To see what Christians should "do about th[e] move throughout the culture to affirm "transgenderism"?, check out Price's piece "What About "Transgenderism"?, posted as an "Issue Analysis" at Focus on the Family's website. Bill's comments can be found at Religion Dispatches.
*Jay Hein, the former director of the White House Office of Faith-Based and Community Initiatives, praises the President Bush's "very big vision" and the accomplishments of his faith-based initiative in an interview — that heats up a bit — with The Roundtable on Religion & Social Welfare Policy.

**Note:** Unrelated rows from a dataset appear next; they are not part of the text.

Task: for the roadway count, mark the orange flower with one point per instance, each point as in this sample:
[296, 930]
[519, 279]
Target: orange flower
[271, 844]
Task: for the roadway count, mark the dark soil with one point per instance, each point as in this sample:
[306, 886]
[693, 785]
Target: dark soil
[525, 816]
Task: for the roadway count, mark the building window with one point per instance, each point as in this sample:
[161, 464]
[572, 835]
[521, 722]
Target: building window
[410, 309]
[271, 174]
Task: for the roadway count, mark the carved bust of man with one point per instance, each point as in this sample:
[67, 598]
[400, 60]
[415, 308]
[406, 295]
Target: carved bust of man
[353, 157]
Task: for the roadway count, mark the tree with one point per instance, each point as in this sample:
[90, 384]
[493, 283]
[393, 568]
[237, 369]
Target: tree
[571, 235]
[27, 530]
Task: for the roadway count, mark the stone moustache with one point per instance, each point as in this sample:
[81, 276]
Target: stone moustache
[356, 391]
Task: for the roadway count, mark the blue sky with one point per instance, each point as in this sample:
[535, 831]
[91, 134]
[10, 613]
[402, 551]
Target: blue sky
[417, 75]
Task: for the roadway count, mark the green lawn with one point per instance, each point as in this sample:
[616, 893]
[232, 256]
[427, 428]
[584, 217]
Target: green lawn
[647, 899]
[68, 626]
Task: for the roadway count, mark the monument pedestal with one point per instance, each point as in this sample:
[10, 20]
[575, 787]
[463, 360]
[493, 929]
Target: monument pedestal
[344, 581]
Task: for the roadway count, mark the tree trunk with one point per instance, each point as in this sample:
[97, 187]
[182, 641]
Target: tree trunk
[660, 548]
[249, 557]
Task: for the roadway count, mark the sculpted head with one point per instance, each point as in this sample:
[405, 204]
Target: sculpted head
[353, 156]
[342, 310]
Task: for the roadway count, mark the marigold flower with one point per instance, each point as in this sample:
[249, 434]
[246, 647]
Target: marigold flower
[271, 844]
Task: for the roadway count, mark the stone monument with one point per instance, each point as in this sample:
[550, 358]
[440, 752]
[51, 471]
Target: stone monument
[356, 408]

*Jedd Medefind, special assistant to the President and deputy director of the White House Office of Faith-Based and Community Initiatives since mid-2007, has been named acting director and will oversee operations of the Office until the end of President George W. Bush's term in January. According to The Roundtable on Religion & Social Welfare Policy, "Prior to joining the White House, Medefind was director of the Faith-Based and Community Initiatives Center at the US Department of Labor, ... served as chief of staff and communications director for the California State Legislature and held communication jobs with several national and international organizations, including the C.S. Lewis Foundation and PriceWaterhouse in Moscow."
*The conservative online WorldNetDaily is keeping the Rev. Jeremiah Wright in the news with this sensationalist headline: "Rev. Wright in 'steamy' sex scandal: Woman claims: 'That's why I lost my job and why my husband divorced me'"
*Talk2Action's Bruce Wilson takes a close look at Sarah Palin's churches in a piece titled "Sarah Palin's Demon Haunted Churches — The Complete Edition." Wilson has also come up with a ten-minute video documentary
*The Alliance Defense Fund, a conservative legal enterprise set up in 1994 by a number of right-wing organizations — including Focus on the Family and Bill Bright's Campus Crusade for Christ — as an alternative to the American civil Liberties Union, is encouraging pastors to use their church pulpits on September 28 to endorse the presidential candidate of their choice, the Washington Post reported. According to the newspaper, the effort is aimed at defying Internal Revenue Service rules countering the "54-year-old ban on political endorsements by tax-exempt houses of worship."